CREATE TEMPORARY TABLE tempTable (
    value_name STRING,
    value_ts STRING
) LIKE `kafkaJsonCatalog`.`kafka`.`testTopic`;

Table parameters added by default

Parameter	Description	Remarks
connector	The type of the connector.	Set the value to kafka or upsert-kafka.
topic	The name of the topic.	Set the value to the name of the table that you declare in the Kafka JSON catalog.
properties.bootstrap.servers	The IP addresses or endpoints of Kafka brokers.	Set the value to the same as the value of the properties.bootstrap.servers parameter of the Kafka JSON catalog.
value.format	The format that the Flink Kafka connector uses to serialize or deserialize the value fields in a Kafka message.	Set the value to json.
value.fields-prefix	A custom prefix for all value fields in Kafka messages. You can configure this parameter to prevent name conflicts with the key fields or metadata fields.	Set the value to the same as the value of the value.fields-prefix parameter of the Kafka JSON catalog.
value.json.infer-schema.flatten-nested-columns.enable	Specifies whether to recursively expand nested columns in a JSON text when the value fields in the JSON-formatted Kafka message are parsed.	Set the value to the same as the value of the infer-schema.flatten-nested-columns.enable parameter of the Kafka JSON catalog.
value.json.infer-schema.primitive-as-string	Specifies whether to infer all basic types as the STRING type when the value fields in the JSON-formatted Kafka message are parsed.	Set the value to the same as the value of the infer-schema.primitive-as-string parameter of the Kafka JSON catalog.
value.fields-include	The policy that is used to process the key field when value fields are parsed.	Set the value to EXCEPT_KEY. If this parameter is set to EXCEPT_KEY, the key field is excluded when value fields are parsed. If the key field is specified, you must configure this parameter.

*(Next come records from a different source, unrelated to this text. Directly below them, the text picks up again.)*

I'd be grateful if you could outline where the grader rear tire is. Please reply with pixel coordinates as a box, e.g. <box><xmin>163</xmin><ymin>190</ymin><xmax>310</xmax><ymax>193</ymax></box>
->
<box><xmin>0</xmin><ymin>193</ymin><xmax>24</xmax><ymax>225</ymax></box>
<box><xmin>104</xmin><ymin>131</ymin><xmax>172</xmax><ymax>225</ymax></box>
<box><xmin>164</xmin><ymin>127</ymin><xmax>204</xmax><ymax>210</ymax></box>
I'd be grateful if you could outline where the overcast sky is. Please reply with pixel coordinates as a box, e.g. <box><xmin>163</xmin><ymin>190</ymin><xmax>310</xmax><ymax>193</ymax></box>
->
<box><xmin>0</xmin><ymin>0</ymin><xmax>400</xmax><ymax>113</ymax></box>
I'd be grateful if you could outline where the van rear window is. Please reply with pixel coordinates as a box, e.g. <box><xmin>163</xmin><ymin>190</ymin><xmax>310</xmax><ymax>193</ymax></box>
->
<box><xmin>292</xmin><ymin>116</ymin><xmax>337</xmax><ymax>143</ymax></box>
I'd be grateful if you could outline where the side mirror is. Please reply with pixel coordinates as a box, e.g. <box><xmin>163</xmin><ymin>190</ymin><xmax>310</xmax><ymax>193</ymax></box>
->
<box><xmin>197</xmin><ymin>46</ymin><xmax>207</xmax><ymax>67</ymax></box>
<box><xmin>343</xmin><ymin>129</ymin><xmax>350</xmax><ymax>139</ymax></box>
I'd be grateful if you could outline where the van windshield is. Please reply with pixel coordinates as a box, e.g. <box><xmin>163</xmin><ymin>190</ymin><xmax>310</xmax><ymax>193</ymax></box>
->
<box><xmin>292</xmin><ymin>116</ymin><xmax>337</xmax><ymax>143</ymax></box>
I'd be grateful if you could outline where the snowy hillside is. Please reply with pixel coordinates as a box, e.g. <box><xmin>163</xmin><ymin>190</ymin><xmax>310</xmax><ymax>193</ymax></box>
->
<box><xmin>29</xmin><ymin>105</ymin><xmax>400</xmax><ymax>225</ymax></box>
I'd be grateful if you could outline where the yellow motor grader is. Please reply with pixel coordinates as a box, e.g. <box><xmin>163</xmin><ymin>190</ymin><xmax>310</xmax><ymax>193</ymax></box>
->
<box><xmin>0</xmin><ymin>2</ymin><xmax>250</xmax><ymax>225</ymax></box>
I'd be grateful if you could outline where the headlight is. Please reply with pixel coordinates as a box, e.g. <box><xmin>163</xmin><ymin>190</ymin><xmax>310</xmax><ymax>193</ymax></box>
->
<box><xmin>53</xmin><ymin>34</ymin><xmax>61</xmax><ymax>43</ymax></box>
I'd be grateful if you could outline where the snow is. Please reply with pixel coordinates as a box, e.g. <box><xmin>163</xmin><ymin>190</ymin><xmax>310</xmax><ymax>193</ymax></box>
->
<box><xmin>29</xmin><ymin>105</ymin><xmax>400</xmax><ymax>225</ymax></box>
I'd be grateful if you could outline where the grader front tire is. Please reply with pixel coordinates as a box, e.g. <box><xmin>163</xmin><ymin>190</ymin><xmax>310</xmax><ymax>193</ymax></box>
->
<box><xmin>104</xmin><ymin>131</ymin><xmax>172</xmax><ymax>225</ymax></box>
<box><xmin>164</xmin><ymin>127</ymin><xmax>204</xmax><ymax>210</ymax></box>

key.format	The format that the Flink Kafka connector uses to serialize or deserialize the key field in a Kafka message.	Set the value to json or raw. If the key field is specified, you must configure this parameter. If the key field is specified but fails to be parsed, set the value of this parameter to raw. If the key field is specified and is parsed, set the value of this parameter to json.

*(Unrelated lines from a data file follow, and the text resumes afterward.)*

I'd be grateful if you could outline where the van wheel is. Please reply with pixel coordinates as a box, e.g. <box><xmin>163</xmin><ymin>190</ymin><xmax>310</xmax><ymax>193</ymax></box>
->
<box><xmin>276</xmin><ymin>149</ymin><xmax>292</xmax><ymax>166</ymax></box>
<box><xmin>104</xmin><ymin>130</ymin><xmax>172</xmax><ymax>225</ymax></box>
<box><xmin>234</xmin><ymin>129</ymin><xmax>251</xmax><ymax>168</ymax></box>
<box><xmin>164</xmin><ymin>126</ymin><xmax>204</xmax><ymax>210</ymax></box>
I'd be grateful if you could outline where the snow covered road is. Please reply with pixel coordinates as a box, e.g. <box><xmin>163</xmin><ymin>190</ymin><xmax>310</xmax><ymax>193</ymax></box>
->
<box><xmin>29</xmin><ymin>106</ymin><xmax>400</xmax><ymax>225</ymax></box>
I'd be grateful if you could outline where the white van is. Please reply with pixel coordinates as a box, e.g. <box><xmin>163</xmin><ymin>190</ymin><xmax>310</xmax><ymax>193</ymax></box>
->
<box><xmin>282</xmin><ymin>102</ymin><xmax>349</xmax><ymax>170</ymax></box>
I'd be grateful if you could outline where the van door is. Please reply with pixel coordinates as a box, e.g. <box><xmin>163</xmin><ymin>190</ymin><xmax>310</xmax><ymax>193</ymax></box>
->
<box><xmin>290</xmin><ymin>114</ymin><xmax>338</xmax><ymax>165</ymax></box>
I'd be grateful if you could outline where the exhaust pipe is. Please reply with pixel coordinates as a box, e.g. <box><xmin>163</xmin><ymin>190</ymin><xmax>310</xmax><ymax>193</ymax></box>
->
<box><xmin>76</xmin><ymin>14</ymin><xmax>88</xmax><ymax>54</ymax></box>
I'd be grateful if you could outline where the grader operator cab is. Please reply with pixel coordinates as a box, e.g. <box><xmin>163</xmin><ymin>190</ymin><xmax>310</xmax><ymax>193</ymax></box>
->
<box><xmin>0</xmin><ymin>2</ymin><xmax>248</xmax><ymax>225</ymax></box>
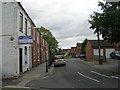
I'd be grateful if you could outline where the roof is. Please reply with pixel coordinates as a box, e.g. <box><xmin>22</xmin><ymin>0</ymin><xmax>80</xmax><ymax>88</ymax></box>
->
<box><xmin>88</xmin><ymin>40</ymin><xmax>115</xmax><ymax>48</ymax></box>
<box><xmin>16</xmin><ymin>1</ymin><xmax>36</xmax><ymax>27</ymax></box>
<box><xmin>76</xmin><ymin>43</ymin><xmax>82</xmax><ymax>47</ymax></box>
<box><xmin>71</xmin><ymin>47</ymin><xmax>76</xmax><ymax>49</ymax></box>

key.fields-prefix	A custom prefix for all key fields in Kafka messages. You can configure this parameter to prevent name conflicts with the value fields.	Set the value to the same as the value of the key.fields-prefix parameter of the Kafka JSON catalog. If the key field is specified, you must configure this parameter.

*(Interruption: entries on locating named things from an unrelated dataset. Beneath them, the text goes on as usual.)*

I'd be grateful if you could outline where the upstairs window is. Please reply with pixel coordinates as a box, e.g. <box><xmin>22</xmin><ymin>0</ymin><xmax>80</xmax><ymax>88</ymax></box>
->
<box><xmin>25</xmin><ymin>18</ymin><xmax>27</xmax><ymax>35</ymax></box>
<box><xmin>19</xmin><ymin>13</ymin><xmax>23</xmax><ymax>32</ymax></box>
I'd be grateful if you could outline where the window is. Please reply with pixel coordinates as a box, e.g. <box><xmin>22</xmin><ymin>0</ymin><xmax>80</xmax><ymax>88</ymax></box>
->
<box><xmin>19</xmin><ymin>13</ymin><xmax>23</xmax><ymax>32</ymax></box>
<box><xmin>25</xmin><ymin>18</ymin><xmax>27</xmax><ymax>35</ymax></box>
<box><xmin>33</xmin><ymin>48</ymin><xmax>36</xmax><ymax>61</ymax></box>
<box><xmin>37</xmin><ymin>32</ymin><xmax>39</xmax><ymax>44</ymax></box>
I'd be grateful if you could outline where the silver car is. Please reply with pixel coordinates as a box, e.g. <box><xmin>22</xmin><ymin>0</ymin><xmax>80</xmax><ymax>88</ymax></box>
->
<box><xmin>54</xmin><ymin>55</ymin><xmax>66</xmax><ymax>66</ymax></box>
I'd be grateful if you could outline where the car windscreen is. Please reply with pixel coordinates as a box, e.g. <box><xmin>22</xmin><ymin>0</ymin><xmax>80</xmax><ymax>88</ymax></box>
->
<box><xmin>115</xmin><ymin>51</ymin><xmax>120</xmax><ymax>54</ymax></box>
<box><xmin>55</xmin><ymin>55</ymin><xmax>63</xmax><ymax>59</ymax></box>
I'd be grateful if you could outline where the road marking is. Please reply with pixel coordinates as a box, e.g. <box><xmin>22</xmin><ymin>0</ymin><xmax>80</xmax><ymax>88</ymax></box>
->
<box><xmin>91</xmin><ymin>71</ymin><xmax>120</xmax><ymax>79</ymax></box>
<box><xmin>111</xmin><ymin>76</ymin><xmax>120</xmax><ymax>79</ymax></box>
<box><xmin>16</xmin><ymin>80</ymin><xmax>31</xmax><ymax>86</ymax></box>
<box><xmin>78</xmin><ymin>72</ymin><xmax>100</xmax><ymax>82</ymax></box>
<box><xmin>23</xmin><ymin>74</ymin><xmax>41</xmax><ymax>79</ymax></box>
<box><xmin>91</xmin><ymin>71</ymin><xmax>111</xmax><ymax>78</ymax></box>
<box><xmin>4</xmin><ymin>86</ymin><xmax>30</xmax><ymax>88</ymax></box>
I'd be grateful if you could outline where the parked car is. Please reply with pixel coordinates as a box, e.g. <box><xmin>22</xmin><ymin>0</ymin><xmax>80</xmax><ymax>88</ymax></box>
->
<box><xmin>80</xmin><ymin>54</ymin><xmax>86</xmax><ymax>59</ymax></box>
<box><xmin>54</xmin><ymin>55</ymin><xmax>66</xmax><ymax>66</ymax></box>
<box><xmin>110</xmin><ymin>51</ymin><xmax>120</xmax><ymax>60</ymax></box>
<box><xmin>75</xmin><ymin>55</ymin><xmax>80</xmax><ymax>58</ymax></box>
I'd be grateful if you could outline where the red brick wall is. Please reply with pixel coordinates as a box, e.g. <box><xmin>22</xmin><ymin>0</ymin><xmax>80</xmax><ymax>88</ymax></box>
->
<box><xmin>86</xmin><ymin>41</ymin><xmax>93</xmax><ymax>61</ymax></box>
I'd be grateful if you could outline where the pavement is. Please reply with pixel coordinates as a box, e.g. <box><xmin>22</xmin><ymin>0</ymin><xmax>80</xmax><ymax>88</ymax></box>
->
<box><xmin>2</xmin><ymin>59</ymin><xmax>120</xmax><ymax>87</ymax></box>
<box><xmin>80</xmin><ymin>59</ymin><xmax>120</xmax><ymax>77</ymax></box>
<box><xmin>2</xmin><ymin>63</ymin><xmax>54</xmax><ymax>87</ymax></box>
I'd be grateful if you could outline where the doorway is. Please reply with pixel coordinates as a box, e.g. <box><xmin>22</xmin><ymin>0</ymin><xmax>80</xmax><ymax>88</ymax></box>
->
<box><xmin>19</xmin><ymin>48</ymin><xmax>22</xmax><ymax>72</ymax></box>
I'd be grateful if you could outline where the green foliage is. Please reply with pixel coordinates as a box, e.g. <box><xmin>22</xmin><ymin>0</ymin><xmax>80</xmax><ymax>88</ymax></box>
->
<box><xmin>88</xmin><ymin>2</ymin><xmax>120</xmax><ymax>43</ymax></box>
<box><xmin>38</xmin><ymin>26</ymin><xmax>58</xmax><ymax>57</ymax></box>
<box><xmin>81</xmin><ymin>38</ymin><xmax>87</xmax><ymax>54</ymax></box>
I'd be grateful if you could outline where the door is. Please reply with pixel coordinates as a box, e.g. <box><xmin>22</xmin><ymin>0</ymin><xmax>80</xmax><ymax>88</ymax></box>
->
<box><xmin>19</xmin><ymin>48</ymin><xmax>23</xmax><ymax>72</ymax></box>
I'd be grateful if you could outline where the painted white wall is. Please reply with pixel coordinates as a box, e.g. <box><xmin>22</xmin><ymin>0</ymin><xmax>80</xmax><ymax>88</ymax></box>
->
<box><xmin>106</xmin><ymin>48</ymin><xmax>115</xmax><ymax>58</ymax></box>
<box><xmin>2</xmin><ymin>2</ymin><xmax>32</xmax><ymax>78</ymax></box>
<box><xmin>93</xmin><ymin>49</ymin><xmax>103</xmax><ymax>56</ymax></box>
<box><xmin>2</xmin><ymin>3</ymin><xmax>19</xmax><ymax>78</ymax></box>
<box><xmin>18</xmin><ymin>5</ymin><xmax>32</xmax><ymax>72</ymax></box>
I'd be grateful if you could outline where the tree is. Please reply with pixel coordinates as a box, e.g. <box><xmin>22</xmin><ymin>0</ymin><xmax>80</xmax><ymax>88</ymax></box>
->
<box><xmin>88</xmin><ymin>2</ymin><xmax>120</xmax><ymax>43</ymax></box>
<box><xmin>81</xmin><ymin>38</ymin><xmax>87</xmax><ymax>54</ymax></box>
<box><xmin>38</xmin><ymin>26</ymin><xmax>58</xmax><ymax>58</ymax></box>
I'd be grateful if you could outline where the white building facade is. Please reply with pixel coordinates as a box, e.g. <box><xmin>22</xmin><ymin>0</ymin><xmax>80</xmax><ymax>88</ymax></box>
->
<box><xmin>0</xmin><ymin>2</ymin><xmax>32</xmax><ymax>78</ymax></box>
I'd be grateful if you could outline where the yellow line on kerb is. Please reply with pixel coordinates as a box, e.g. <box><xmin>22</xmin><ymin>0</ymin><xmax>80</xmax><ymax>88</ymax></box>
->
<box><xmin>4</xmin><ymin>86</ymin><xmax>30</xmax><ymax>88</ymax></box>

key.fields	The fields that are parsed from the key field in a Kafka message.	The system automatically enters the key fields in the table. If the key field is specified and the table is not an Upsert Kafka table, you must configure this parameter.

Parameter	Description
${catalog_name}	The name of the Kafka JSON catalog.
${db_name}	The name of the Kafka cluster.
${topic_name}	The name of the Kafka topic.